En 2014, tres prestigiosos organismos internacionales, la Organización Internacional del Trabajo (OIT), la Organización de Cooperación y Desarrollo Económicos (OCDE) y el Grupo del Banco Mundial (BM), elaboraron un informe para la Reunión Ministerial del grupo de países desarrollados conocido como G20, sobre el trabajo y las políticas del empleo.[4] De él se desprende que la concentración sin precedentes de la riqueza en pocas manos tiene una causa directa en el desequilibrio existente entre el aumento de la productividad y el del salario medio.

Sin llegar al extremo de pretender la expropiación del patrimonio así acumulado, es justo regular al menos semejante mecanismo de apropiación que hoy pone de relieve su esencia inmoral. En base al informe mencionado, es posible medir su valor como la diferencia entre el producto interno bruto per cápita y el salario medio a nivel nacional, aplicable allí donde hay mano de obra asalariada. Lo más apropiado sería, al parecer, el establecimiento de ciertos límites y un gravamen especial en el marco del sistema impositivo en vigor.[5] 

El impuesto en cuestión estaría destinado a recaudar fondos con fines sociales. Por ejemplo, para financiar el ingreso mínimo garantido, al que tendrían derecho todos los ciudadanos, independientemente de sus otros ingresos por concepto de sueldos o, en el caso de un patrón, las ganancias lícitas obtenidas de su emprendimiento. De modo que nadie se vería discriminado. Sería, de hecho, una especie de devolución parcial y no voluntaria del valor retenido, no cuantificado en el salario del trabajador. [6]                           
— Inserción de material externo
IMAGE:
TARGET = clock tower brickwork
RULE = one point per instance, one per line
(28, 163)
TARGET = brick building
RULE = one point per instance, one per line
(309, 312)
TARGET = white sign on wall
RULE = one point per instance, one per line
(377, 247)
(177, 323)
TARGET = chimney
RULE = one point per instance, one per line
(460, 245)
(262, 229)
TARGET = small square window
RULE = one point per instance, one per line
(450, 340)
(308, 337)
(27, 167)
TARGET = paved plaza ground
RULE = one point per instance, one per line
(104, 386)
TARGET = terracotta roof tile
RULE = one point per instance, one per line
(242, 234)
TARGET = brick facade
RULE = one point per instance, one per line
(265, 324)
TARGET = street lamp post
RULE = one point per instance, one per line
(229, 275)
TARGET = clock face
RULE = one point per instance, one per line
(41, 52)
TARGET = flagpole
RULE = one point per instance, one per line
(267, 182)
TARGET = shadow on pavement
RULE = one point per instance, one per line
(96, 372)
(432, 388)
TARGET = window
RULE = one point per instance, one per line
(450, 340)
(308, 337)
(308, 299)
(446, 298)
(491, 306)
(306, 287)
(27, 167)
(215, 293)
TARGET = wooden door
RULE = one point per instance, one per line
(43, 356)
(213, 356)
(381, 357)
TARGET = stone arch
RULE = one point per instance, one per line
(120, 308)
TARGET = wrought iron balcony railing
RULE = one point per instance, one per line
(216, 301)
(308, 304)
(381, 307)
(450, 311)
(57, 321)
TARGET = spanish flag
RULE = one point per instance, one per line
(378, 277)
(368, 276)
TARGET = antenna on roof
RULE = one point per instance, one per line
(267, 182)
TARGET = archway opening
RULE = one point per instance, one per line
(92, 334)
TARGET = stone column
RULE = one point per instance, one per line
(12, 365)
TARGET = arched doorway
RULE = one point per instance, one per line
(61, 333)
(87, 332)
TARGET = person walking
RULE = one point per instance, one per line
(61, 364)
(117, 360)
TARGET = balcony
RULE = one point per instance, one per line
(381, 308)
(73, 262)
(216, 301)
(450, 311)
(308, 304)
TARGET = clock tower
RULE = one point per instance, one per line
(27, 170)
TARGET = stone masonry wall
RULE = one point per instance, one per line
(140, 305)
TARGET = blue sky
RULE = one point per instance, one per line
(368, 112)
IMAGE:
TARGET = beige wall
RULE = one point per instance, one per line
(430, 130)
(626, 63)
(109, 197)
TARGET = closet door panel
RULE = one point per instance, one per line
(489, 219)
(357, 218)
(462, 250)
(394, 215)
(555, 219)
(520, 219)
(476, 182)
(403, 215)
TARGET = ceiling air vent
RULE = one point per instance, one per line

Alguien podría objetar que la medida afectaría a la creación de empleos, puesto que el empleador trataría de reducir sus efectivos a los efectos de ahorrar en el plano contributivo, o impulsaría su conversión a contratistas independientes. En el primer caso, sin embargo, se trataría de una actitud irracional, ya que el empleador perdería los réditos provenientes de la plusvalía, mientras que, en el segundo caso, el patrón perdería su posición dominante frente al personal. Equivale a no adquirir nuevas máquinas para no incurrir en gastos u obtenerlas en arriendo únicamente.  Esto no excluye que en algún momento se produzcan medidas de presión similares, pero únicamente por motivos políticos, a los efectos de crear caos económico y dañar al Estado. Por ello también debería propiciarse la diversificación de las formas de organización económica, a fin de contar con un sector público o cooperativo capaz de reemplazar a las empresas privadas en litigio.
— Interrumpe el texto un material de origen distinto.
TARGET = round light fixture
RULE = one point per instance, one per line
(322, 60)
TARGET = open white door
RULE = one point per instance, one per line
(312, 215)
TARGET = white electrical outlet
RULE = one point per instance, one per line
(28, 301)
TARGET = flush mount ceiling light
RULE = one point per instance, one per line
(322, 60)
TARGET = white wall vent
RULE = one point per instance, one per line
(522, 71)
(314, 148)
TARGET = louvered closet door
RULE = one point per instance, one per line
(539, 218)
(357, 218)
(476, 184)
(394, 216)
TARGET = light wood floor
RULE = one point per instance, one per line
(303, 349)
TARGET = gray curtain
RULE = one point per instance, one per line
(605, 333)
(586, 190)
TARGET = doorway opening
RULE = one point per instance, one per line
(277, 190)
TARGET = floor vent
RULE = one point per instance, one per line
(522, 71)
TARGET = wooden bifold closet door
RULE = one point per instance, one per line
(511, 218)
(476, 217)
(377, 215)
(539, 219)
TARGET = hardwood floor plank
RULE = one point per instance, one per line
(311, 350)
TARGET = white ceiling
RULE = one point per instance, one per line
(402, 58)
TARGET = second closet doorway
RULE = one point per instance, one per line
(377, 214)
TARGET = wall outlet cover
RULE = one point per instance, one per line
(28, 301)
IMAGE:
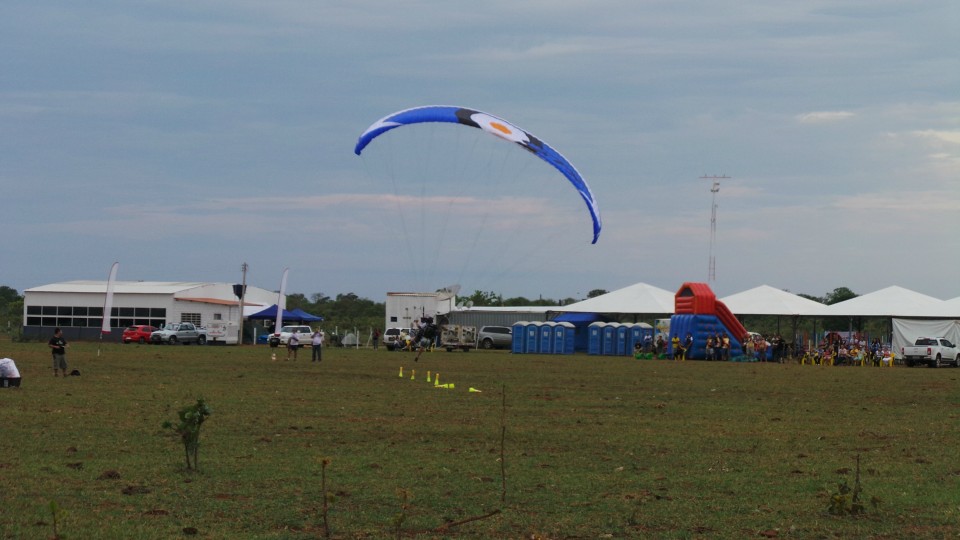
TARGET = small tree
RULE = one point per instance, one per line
(191, 418)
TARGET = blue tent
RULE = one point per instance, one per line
(297, 315)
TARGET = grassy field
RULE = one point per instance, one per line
(594, 447)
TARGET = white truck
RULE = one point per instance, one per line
(455, 336)
(183, 332)
(931, 351)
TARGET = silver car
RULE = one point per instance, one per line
(495, 337)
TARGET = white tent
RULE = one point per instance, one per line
(637, 298)
(948, 309)
(767, 300)
(890, 302)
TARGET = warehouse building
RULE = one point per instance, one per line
(77, 307)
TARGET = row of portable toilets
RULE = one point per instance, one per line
(611, 339)
(617, 339)
(543, 337)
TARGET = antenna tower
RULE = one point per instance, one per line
(712, 270)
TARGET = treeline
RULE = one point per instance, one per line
(11, 309)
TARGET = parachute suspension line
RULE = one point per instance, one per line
(498, 169)
(460, 178)
(387, 159)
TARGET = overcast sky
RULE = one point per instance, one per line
(183, 138)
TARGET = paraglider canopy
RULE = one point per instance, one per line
(495, 126)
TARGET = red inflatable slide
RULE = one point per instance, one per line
(698, 299)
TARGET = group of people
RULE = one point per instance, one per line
(420, 338)
(756, 346)
(10, 375)
(836, 351)
(317, 339)
(718, 346)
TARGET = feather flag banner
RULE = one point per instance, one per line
(281, 301)
(108, 301)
En el marco del debate que tiene lugar en el Frente Amplio actualmente, sería útil tener en cuenta estos temas, particularmente entre los sectores que aspiran a un nuevo orden social. Lamentablemente, es un tema que no une. Aun siendo el Frente la fuerza mejor preparada en el país para asumir la tarea, esta combinación de los conceptos “revolución” y “democracia” suele confundir y cada uno termina dando preferencia al término que le resulte más grato. Para algunos, tras la derrota de noviembre, no solo había que felicitar deportivamente al vencedor, sino incluso “ponerse a su disposición”. Otros, en cambio, creyeron conveniente movilizar a sus huestes para “hacerle la vida imposible". Ambas actitudes son erróneas y dañinas.

¿Es posible el consenso interno en el FA? En todo caso, es la única opción posible. Lo que está en juego es nada menos que el futuro de la democracia, algo demasiado grande en nuestras tradiciones nacionales como para pasarlo por alto.

Un comentario sobre “Acerca de la “revolución democrática””

  1. «Uno de los mayores desafíos es abatir la desigualdad. Porque una cosa es ser diferentes y otra es ser desiguales. La diversidad es la fuerza de la democracia y la prosperidad, pero la desigualdad es su amenaza.»
    Me parece notable esta expresión tan concisa y tan plena de contenido en un actor político, del que tenemos como legado mucho de lo que ha hecho, pero poco de lo que ha aportado a la teoría política. Y sin embargo, quién nos dice que rebuscando en cada una de sus frecuentes alocuciones no podramos encontrar fórmulas como la citada. Porque este tiempo, según parece, es tiempo de aportes conceptuales para avivar racionalmente la llama de la pasión por el cambio social.